Real-Time LoRaWAN Traffic Analyzer for ChirpStack
Why Monitor LoRaWAN Traffic
Running a few gateways gives you a window into everything happening on the LoRaWAN spectrum in your area -- not just your own devices, but every transmission your gateways pick up. Most people never look at this data. They configure their devices, check that uplinks arrive, and move on.
That's a missed opportunity. Your gateways hear traffic from dozens of operators and hundreds of devices. Understanding who's transmitting, how often, on which channels, and at what spreading factors reveals how congested the spectrum actually is in your area. It also catches problems with your own devices -- packet loss, drifting frame counters, unexpected spreading factor changes -- before they become outages.
The problem: ChirpStack shows you your own devices well, but doesn't give you the full picture of everything your gateways receive. I built an open-source traffic analyzer that does.
The analyzer is open source and available on GitHub: https://github.com/1rabbit/lorawan-analyzer

What It Does
The analyzer connects directly to your ChirpStack MQTT broker, captures all gateway events -- uplinks, downlinks, join requests, TX acknowledgements -- stores them in ClickHouse, and serves a web dashboard.

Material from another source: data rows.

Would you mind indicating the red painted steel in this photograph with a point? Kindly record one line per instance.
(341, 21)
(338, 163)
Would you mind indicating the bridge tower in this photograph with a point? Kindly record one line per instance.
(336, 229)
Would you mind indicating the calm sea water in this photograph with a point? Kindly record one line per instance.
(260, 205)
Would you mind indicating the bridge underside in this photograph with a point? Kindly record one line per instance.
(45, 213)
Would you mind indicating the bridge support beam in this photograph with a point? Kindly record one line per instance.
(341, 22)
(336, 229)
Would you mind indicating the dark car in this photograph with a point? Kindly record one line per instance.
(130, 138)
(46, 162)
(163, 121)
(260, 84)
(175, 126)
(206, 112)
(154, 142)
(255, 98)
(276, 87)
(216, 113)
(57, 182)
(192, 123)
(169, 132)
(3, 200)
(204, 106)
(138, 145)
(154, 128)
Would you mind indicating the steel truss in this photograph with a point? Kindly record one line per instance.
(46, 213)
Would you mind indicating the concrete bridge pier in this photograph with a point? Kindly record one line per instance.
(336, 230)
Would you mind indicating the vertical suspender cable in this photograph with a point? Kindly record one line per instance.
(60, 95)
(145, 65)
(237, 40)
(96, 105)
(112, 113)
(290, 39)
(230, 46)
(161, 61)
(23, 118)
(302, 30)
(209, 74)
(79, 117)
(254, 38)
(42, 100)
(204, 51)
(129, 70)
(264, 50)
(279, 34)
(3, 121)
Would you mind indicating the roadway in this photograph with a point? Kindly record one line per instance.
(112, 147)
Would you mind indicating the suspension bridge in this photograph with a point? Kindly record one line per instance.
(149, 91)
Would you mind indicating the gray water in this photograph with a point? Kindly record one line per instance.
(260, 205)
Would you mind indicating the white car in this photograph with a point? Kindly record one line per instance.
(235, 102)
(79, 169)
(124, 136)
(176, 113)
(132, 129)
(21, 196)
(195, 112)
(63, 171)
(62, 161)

Gateway and device navigation:
A tree view organizes traffic by gateway, then by operator, then by individual device. Every device address gets automatically mapped to its operator using the built-in LoRa Alliance NetID database covering 175+ operators. You see at a glance which operators have devices in range of your gateways and how much traffic each generates.
Per-device analytics:
Drill into any device -- yours or foreign -- and see frame counter timelines with gap detection (revealing packet loss), RSSI and SNR trends over time, transmission interval histograms, and distributions across spreading factors, frequencies, and gateways. For your own devices, this is detailed diagnostic data. For foreign devices, it reveals how other operators' deployments behave in your area.
Spectrum view:
Channel usage distribution, spreading factor breakdown, and duty cycle tracking across your gateways. This answers the question every LoRaWAN operator should ask: how busy is the spectrum in my area, and which channels are most congested?
Operator identification:
The built-in NetID database automatically identifies which operator owns each device based on its DevAddr. Custom prefix rules let you label your own networks and separate "my devices" from foreign traffic in every view.
Join request tracking:
Join requests grouped by JoinEUI with manufacturer lookup and timeline visualization. Useful for spotting devices that keep re-joining (indicating connectivity problems) or identifying new devices appearing in your area.
Live packet feed:

Real-time WebSocket stream showing every packet as it arrives. Filter by packet type, RSSI range, or ownership. Useful for watching device behavior during commissioning or troubleshooting.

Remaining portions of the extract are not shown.